背後を振り返ったトリスタンは、壁のように立ちはだかる屈強な異国の軍人二人を仰ぎ見てぎょっとなった。

「な、な、なんだ、あんた達」
「ただの護衛ですが邪魔立てするなら容赦はしませんよ、お坊ちゃま」
「おぼ……。こ、ここは王国だぞ。帝国軍人が偉そうに」
「特権を行使して貴方を逮捕しても構いませんが?」
「は、あ、あ?」
「貴方、彼女を通せんぼして帰宅を阻害してましたよね。そういった行為は我が国では犯罪にあたります。王国でもそうなのでは?」
「――――、僕らは友人だ」

シルヴィーは「そうだった?」と疑問の目を向けた。さっきの今で百八十度違い過ぎる。
自覚があるようで、トリスタンは気まずい顔をシルヴィーから逸らして軍人の手から逃れた。何かぶつくさと言いながら早足で家の敷地を後にする。

シルヴィーはトリスタンを見送らず、帝国からの客人らを家に招き入れた。



サロンのテーブルセットで向き合った若き外交官クラウスは「ある方のご依頼で参りました」とシルヴィーに切り出した。
シルヴィーは「もしかして」と前のめりになった。

「ヴィッツ様ですか?」
「え、いえ――、はい」

否定して肯定したクラウスは目を泳がせる。
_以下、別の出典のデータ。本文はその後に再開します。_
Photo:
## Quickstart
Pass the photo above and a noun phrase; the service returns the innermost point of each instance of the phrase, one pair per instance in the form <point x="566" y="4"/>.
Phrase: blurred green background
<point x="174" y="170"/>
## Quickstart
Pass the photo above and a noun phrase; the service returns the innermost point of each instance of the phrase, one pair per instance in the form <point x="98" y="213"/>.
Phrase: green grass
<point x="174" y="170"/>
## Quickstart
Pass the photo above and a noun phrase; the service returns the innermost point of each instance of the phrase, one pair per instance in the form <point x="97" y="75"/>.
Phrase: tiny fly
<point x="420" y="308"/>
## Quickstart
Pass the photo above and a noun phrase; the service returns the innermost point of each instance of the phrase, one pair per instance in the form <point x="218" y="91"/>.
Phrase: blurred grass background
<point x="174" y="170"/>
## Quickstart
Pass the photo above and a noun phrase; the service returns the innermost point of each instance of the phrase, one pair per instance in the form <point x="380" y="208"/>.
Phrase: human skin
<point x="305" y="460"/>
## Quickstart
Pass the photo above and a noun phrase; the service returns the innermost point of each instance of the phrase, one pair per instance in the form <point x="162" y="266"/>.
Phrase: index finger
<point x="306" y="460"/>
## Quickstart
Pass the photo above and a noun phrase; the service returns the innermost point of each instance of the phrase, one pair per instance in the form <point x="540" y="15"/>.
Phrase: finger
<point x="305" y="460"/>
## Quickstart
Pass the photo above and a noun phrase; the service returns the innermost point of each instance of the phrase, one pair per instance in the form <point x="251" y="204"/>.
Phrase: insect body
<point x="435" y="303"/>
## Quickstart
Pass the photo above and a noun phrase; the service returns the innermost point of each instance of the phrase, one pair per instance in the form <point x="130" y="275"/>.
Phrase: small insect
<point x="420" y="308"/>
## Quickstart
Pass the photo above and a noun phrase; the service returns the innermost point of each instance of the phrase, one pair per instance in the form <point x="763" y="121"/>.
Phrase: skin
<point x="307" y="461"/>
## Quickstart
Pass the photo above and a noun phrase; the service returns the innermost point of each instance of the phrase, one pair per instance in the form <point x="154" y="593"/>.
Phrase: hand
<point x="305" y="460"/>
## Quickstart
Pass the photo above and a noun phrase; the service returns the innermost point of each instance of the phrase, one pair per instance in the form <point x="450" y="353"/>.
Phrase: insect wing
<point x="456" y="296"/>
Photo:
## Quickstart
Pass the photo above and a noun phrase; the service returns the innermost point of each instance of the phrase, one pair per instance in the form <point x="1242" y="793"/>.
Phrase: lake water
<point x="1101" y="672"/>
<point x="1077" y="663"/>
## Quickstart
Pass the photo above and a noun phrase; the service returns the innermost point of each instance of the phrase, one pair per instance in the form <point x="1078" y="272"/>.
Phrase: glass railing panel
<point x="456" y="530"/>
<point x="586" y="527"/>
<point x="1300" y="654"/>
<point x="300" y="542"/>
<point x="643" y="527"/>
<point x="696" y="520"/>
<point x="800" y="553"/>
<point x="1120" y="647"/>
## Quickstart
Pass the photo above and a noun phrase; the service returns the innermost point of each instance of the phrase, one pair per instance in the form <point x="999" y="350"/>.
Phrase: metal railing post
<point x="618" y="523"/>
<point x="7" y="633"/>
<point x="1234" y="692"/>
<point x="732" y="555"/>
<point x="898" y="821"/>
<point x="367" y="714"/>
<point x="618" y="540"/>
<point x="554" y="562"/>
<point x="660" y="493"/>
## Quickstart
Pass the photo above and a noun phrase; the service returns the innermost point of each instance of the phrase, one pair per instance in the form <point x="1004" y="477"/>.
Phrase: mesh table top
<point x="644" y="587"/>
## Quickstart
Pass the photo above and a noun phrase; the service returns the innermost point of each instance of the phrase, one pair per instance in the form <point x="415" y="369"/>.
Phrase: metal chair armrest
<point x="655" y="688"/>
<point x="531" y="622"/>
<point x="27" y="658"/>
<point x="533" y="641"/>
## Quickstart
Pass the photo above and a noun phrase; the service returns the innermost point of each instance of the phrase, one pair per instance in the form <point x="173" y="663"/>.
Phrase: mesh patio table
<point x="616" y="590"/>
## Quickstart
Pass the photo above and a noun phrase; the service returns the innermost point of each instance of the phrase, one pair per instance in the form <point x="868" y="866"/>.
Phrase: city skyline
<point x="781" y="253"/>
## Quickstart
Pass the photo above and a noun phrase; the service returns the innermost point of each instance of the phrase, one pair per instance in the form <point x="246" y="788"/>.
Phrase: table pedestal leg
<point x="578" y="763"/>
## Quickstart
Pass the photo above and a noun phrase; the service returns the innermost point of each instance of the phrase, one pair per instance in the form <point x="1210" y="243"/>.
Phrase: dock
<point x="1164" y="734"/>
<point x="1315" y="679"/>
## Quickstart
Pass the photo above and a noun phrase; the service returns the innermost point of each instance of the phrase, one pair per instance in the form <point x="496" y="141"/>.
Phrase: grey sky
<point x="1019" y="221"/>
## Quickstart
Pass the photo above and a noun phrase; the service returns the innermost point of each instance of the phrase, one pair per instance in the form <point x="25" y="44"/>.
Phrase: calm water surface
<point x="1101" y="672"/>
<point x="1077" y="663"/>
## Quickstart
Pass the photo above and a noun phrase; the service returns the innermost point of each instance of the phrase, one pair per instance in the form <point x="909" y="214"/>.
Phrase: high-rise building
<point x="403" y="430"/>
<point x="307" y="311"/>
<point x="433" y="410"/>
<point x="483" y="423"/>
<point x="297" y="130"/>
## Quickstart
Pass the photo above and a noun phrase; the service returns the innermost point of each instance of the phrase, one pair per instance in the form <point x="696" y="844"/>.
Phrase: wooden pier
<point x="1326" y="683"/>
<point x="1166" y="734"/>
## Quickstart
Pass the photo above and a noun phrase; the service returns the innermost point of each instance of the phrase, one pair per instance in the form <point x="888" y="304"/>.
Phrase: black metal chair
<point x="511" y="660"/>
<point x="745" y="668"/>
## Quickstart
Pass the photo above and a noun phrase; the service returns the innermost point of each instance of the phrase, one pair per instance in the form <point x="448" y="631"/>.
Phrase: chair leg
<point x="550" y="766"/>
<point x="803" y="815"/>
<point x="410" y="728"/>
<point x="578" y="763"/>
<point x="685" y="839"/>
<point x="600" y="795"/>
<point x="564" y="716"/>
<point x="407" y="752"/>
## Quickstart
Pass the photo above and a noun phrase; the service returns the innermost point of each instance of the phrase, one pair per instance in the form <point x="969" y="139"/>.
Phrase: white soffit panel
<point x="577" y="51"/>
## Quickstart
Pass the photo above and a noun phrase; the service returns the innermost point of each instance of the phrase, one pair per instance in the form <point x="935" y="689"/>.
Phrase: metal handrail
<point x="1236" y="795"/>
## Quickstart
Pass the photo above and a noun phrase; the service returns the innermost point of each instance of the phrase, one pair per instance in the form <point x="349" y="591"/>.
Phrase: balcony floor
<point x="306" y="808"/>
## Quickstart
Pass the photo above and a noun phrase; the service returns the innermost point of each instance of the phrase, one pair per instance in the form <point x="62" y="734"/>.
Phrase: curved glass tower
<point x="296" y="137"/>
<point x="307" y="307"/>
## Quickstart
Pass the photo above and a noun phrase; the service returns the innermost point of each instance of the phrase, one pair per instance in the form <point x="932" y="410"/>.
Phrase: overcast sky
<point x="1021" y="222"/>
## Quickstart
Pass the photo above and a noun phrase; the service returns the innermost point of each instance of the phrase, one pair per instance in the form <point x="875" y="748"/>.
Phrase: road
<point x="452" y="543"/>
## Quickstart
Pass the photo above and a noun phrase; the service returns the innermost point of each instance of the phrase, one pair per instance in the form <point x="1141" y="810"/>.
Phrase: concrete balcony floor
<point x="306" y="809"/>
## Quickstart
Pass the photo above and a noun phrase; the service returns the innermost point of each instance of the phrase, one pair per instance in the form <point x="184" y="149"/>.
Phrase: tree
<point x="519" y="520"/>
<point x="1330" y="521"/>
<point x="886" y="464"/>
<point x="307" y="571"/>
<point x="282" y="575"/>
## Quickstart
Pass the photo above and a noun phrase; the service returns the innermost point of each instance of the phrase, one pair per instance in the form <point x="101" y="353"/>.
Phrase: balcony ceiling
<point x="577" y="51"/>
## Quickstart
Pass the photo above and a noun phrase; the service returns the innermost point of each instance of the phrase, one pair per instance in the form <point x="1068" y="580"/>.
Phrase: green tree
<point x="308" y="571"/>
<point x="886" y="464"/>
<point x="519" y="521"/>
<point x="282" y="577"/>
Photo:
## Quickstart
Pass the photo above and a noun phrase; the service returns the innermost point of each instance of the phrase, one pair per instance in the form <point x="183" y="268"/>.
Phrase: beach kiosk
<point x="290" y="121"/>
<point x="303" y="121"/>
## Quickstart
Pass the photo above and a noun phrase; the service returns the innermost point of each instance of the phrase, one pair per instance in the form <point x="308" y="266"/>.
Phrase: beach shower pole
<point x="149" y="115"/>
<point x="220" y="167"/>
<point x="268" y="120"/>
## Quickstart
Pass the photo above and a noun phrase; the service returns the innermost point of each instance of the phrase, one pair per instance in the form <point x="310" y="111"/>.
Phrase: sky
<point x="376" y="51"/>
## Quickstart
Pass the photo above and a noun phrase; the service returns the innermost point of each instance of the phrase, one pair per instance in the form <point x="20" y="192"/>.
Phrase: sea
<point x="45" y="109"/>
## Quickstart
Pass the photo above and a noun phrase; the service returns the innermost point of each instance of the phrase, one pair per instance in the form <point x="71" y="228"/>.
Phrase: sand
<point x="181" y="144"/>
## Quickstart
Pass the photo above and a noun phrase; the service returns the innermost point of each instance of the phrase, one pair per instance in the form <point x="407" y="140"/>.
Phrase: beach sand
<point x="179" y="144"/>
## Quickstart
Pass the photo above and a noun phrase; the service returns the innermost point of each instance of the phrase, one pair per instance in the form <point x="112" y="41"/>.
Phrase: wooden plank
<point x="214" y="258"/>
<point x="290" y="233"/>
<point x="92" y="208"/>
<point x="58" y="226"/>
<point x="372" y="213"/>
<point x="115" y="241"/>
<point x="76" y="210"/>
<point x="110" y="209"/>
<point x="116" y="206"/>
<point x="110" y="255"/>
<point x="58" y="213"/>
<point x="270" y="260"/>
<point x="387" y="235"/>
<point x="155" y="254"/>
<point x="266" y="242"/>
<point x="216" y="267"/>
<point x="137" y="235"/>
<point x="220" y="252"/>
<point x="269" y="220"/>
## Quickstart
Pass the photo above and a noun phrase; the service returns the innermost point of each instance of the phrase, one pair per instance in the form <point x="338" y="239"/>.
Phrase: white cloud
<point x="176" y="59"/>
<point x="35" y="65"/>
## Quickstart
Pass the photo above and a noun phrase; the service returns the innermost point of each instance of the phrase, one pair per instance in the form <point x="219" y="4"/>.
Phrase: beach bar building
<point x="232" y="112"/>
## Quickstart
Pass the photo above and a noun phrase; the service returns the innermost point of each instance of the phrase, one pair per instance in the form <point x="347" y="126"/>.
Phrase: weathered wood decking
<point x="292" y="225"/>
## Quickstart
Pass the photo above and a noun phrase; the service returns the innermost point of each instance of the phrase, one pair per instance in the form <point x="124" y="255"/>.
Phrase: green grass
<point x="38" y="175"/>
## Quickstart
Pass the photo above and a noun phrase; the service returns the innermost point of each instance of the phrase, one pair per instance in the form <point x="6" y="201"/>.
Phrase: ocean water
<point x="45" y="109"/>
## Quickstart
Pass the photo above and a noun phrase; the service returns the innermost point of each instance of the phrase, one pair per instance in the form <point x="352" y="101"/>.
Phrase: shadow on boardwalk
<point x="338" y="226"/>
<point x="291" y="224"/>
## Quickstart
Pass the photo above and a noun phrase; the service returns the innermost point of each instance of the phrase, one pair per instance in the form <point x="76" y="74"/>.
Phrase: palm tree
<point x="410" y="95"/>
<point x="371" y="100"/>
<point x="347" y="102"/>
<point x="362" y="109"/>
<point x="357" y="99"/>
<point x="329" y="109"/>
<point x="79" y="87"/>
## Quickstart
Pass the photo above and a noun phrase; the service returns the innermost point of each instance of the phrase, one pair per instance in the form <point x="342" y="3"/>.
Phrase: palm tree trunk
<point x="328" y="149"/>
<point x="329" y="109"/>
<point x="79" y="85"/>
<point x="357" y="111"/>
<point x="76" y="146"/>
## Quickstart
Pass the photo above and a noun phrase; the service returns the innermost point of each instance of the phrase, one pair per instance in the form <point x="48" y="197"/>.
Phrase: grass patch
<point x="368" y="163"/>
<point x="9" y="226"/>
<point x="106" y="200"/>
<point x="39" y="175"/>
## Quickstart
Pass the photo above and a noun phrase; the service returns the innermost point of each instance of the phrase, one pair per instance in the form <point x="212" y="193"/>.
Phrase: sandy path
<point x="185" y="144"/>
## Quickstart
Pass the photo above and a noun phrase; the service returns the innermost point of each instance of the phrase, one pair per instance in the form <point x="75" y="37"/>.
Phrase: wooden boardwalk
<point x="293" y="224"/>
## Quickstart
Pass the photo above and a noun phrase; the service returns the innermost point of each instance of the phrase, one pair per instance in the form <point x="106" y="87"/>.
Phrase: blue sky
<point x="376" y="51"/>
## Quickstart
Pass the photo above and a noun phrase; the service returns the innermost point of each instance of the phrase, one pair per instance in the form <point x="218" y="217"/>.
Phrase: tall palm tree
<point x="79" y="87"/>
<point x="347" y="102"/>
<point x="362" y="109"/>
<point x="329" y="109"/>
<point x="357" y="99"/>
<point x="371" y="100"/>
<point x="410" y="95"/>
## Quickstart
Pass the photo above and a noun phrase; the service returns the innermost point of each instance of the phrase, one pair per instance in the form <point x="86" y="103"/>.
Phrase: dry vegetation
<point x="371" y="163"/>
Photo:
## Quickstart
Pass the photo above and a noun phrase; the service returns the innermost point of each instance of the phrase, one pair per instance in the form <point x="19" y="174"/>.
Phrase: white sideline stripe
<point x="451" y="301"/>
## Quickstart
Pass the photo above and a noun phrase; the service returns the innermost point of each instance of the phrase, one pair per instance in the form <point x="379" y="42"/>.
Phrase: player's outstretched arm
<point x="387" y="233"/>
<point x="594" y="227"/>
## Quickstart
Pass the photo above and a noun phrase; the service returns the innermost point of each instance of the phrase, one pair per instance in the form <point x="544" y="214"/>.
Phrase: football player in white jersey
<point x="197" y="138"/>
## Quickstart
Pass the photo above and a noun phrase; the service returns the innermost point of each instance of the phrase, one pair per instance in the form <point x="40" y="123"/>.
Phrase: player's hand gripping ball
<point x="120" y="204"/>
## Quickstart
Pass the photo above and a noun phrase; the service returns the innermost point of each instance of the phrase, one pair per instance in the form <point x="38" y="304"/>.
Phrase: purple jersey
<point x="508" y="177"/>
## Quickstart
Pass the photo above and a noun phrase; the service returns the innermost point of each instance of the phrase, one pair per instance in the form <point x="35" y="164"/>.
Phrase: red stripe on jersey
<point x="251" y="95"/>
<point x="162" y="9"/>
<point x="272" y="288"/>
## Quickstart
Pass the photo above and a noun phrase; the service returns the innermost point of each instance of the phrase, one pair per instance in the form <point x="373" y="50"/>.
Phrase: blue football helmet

背後に控える軍人らは瞑目している。
逡巡を経て、クラウスは続けた。

「……その、ヴィッツ様、より恩義ある貴女様をお捜しするようにと、我らは依頼を受けておりました」
「私、きちんと名乗れませんでしたのに」
「確か、あの方とは夢でお会いになったんですよね。とはいえ新年度より帝都入りする王都のお嬢様は相当限られますので、特定は難しくありませんでした。それでも二日ほど要してしまい、面目ない限りです」
「いいえ、滅相もない。では、今日こちらにいらっしゃったのは?」
「殿、――ヴィッツ様、より大量に紙を仕入れてやって欲しいとの通達がありまして現在、各機関の担当者が対応に当たっております。今日はそのご報告です。間もなくご実家からもご連絡が入ると思います」
「まあ」

シルヴィーは目を輝かせた。

「大量発注はとても助かります。心より感謝申し上げます」
「我らは大した事は何も。全て殿、ヴィッツ様、のご意思なれば……」
「有難うございます。これで心置きなく留学出来ます」
「それは、何よりです。本当に……」

はしゃぐシルヴィーを前に、クラウスは金魚みたく口を開け閉めしている。
逡巡を経た後「……話す権限がない」と呟いて項垂れた。
去り際、玄関先で振り返った彼はシルヴィーに一礼した。

「お会い出来て良かったです」
「こちらこそ、本当に有難うございました」
「……恐らく殿、ヴィッツ様、とは帝国でお会いになると思うのですが」
「ええ。彼にもぜひお礼を申し上げたいと思います」

声を弾ませるシルヴィーに、彼は苦笑のような表情を浮かべる。
何か言いたげな顔を残しつつ、帝国からの使者達は伯爵家を辞した。